Werden Kraftwerk bei der GEMA immer noch als U-, also als Unterhaltungs-Musik geführt, obwohl Kraftwerk-Konzerte mittlerweile auch in Museen stattfinden?
Bartos: Ja, die machen das immer noch so. Die GEMA ist in etwa so flexibel wie die Deutsche Bahn. Dabei beweist die elektronische Popmusik an sich schon, wie absurd die Unterscheidung von U- und E-Musik ist. Sie ist ja letztlich eine Ableitung von der Musik Karlheinz Stockhausens und Pierre Schaeffers, der sich wiederum auf Filippo Tomassi Marinetti berief, der Anfang des 20. Jahrhunderts die futuristische Bewegung begründete. Man hat sich damals gefühlt, als stünde man am Ende der europäischen Musiktradition. Und der Gedanke tauchte auf, dass organisierte Klänge auch dann Musik genannt werden müssten, wenn sie aus der Umwelt stammen, nicht von einem klassischen Instrument. Damals wurde mit Straßen- und Fabrikgeräuschen komponiert. Das war im Grunde das Gleiche, was wir heute mit unseren Laptops machen. Es ist nur viel einfacher geworden.

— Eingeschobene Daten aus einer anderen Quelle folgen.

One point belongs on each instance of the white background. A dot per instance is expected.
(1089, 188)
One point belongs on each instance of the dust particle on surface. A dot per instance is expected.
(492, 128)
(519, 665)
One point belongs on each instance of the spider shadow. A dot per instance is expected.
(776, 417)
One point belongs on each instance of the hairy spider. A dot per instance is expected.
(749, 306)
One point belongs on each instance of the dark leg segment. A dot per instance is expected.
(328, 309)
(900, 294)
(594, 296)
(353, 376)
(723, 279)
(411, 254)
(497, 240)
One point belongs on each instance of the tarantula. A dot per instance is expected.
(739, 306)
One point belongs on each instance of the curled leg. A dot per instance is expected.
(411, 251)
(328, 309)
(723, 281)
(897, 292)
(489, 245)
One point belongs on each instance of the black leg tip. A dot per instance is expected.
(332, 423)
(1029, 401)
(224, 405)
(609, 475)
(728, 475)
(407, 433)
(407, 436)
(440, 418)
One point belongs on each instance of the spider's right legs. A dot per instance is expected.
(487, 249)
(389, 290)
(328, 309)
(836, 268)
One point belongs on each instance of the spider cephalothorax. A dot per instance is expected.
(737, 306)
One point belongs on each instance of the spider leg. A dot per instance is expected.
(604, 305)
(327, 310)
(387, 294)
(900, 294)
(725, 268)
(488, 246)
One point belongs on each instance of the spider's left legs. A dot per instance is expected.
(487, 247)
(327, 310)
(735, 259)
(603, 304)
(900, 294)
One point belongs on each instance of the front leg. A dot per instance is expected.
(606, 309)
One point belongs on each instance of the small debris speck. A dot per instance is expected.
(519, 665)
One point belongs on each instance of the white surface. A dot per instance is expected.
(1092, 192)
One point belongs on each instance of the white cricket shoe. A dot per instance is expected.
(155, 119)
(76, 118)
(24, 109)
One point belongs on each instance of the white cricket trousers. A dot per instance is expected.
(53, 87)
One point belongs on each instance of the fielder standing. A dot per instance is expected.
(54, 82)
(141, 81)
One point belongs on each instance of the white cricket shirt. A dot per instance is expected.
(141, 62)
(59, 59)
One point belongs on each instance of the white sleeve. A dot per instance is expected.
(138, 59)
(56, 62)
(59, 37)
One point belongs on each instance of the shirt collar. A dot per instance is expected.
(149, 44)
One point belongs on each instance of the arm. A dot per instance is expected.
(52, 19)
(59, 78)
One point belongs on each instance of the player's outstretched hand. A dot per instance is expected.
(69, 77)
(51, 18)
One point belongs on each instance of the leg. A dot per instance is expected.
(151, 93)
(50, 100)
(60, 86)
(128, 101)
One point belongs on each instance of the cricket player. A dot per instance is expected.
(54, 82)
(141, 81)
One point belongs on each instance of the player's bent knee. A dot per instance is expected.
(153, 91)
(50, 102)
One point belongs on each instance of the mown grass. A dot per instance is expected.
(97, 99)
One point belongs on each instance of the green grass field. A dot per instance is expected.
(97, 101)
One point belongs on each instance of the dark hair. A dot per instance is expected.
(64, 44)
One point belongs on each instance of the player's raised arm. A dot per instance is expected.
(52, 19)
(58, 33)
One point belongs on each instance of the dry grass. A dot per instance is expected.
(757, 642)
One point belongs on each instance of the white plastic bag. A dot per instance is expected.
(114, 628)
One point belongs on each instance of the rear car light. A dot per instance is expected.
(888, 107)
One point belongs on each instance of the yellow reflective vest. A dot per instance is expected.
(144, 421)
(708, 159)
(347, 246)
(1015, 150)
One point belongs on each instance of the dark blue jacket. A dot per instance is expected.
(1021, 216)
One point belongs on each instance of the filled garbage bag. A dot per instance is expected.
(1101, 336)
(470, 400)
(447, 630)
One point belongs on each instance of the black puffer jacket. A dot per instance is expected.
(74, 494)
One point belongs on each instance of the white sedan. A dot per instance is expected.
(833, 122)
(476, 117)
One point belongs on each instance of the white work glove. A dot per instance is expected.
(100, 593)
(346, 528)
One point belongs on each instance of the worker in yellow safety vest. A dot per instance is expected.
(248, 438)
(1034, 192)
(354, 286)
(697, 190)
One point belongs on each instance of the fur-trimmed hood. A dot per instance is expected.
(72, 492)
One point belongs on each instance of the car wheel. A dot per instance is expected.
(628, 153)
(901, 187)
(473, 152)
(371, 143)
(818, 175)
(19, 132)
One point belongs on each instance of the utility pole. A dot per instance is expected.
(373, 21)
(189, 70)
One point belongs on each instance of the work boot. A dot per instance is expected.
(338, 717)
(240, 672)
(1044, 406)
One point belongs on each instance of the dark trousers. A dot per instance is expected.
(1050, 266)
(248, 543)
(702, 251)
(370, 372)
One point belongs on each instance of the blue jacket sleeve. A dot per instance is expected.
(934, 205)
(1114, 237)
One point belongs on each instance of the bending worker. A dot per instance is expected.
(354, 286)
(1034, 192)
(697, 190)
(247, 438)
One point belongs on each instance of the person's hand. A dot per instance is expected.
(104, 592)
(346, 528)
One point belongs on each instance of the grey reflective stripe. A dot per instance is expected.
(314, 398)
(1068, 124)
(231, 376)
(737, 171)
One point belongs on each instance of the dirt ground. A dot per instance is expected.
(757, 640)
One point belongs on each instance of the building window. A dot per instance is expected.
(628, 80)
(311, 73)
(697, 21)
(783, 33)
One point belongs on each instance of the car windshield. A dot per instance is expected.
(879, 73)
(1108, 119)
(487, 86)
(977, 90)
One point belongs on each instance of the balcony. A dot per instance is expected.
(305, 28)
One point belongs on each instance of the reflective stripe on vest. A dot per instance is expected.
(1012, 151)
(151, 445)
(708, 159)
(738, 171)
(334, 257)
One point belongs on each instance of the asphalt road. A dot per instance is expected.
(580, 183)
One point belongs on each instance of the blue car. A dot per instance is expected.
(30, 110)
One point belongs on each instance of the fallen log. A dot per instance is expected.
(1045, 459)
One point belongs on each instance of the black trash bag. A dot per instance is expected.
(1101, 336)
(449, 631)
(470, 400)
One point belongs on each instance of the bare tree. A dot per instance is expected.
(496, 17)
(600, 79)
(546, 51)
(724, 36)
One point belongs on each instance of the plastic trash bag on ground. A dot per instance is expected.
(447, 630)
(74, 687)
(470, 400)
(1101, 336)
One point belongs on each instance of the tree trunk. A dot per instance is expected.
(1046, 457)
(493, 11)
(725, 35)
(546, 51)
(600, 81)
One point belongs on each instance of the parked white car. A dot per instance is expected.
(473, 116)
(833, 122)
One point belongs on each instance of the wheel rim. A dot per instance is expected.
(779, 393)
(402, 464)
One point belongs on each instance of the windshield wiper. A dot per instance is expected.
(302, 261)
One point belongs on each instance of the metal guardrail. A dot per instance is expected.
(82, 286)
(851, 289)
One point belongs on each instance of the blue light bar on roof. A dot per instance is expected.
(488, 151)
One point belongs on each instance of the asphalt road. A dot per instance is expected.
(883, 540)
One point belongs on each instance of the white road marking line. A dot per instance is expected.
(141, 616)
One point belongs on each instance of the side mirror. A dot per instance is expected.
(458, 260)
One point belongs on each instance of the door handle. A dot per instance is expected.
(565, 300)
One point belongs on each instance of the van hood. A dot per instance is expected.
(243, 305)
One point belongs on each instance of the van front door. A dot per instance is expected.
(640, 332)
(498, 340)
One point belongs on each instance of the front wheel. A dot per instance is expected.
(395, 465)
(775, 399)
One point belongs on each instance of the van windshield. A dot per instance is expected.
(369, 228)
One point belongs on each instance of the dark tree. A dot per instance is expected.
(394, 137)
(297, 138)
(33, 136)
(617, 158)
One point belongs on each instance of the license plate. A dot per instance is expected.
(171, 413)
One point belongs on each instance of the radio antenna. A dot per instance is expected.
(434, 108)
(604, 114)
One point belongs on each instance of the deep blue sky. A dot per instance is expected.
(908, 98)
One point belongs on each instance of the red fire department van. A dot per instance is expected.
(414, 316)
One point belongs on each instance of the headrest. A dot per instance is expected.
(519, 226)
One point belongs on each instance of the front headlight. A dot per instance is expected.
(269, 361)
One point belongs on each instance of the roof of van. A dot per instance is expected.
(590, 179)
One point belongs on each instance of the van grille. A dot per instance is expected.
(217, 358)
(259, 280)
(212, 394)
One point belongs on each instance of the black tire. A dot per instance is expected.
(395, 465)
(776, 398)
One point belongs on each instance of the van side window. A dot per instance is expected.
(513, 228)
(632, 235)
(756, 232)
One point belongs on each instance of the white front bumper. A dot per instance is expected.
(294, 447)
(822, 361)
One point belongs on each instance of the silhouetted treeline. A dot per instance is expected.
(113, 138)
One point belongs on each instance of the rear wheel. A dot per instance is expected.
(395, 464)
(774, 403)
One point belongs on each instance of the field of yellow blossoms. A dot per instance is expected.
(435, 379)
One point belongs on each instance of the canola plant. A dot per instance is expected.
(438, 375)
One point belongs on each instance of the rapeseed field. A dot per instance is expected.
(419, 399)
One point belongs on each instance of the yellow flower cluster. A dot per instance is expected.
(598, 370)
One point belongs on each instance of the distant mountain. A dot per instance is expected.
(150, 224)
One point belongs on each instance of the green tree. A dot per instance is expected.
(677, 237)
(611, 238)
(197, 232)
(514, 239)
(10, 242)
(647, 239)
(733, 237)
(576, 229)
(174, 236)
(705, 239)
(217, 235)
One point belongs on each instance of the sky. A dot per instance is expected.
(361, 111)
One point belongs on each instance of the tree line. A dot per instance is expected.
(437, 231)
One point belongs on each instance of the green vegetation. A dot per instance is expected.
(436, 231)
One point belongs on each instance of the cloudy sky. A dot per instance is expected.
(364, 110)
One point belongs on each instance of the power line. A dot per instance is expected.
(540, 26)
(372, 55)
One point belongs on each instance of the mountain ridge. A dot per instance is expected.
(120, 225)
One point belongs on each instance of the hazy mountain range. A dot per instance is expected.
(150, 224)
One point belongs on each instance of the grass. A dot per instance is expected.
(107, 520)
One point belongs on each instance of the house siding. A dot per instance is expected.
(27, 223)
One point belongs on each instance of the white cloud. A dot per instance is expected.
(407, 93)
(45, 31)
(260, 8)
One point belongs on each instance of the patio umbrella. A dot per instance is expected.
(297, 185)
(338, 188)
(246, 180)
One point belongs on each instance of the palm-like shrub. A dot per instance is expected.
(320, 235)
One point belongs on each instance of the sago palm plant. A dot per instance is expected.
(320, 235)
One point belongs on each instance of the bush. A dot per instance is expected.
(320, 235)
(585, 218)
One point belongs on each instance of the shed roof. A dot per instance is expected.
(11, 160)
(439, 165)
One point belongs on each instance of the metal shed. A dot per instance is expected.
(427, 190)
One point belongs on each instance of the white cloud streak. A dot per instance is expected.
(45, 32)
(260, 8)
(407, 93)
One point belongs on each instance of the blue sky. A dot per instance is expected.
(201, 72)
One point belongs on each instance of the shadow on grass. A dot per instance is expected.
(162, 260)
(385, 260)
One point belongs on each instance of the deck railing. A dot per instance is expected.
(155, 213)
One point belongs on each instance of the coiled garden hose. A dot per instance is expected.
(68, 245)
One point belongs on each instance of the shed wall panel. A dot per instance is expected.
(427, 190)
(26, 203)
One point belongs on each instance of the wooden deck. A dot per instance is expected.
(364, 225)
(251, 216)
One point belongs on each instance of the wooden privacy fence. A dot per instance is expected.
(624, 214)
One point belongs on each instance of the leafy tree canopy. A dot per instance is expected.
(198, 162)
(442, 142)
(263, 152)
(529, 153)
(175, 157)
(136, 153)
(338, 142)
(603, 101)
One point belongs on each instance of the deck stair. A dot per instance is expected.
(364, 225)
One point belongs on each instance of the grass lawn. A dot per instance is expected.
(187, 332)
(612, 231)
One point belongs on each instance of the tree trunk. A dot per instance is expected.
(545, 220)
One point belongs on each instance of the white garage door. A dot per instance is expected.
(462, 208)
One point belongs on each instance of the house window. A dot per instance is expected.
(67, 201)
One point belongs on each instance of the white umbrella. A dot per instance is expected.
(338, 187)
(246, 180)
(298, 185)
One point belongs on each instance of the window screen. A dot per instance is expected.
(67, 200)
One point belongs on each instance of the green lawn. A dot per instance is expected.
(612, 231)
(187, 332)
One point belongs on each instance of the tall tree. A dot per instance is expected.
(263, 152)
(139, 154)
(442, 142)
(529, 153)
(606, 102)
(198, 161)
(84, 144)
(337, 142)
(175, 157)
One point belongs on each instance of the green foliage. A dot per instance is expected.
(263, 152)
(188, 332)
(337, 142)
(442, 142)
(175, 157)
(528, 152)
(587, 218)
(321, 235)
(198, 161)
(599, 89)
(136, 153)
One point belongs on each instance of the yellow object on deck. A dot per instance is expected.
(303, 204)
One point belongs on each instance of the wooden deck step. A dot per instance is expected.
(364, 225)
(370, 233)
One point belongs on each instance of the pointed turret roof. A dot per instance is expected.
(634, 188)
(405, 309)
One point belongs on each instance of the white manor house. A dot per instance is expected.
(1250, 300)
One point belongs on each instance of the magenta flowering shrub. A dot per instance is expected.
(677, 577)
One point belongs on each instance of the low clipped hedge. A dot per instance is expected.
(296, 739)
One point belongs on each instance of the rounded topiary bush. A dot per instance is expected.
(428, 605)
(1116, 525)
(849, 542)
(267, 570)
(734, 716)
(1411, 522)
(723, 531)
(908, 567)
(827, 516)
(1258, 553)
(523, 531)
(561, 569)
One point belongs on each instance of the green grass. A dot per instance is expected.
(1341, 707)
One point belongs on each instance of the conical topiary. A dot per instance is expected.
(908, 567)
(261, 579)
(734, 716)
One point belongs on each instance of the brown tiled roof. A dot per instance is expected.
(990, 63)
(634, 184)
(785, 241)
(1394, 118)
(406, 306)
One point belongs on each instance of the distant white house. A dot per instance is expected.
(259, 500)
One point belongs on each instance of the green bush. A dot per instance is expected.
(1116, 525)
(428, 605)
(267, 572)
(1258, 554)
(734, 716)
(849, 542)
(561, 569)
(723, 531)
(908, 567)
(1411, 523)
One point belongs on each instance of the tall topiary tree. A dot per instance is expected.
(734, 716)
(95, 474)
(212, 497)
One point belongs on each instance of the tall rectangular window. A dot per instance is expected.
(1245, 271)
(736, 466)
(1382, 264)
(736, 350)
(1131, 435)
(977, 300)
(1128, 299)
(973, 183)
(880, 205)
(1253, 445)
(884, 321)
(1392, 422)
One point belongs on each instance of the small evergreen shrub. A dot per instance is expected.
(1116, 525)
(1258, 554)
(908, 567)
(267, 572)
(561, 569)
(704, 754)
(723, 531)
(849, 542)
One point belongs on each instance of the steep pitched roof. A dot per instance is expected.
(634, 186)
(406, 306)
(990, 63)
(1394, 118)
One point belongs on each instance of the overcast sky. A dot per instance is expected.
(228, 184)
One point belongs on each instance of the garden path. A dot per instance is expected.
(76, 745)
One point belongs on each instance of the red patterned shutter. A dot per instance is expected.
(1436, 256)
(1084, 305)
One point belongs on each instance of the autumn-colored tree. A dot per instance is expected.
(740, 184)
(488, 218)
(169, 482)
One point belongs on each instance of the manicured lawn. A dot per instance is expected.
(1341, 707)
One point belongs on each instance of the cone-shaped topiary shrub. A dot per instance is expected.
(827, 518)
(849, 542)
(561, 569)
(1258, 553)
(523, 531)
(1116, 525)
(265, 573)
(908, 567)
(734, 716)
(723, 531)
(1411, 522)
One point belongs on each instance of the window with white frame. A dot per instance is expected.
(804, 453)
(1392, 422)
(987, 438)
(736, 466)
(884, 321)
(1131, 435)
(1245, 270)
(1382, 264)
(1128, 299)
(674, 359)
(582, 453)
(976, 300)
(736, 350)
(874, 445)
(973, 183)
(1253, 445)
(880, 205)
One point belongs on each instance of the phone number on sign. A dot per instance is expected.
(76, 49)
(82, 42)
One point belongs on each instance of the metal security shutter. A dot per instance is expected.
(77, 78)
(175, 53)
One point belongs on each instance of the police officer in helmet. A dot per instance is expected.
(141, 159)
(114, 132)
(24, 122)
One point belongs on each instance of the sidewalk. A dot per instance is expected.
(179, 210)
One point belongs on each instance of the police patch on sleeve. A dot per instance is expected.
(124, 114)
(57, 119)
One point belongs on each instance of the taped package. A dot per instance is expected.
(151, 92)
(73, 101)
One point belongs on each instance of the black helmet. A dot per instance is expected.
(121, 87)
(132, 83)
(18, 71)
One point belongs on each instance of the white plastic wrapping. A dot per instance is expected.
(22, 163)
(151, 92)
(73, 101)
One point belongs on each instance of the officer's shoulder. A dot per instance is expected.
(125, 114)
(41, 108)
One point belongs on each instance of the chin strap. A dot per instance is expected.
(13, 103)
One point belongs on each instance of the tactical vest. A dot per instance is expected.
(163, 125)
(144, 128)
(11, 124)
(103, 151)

Einige der berühmtesten Kraftwerk-Songs wie „Radioaktivität“ handelten von Technologien oder Ingenieursleistungen. Warum haben Sie nun auf Ihrem aktuellen Album „Off the Record“ mit „Atomium“ dem gleichnamigen Bau von 1958 ein Denkmal gesetzt?
Bartos: Das Atomium wurde ja in einer Zeit errichtet, als viele die Atomenergie für eine saubere Energieform, für die Rettung der Menschheit gehalten haben. Und nun steht dieser Bau eben auch für einen historischen Irrtum, für die atomaren Katastrophen. Und ohne die Katastrophe von Fukushima wäre nun auch der Song „Atomium“ nicht entstanden.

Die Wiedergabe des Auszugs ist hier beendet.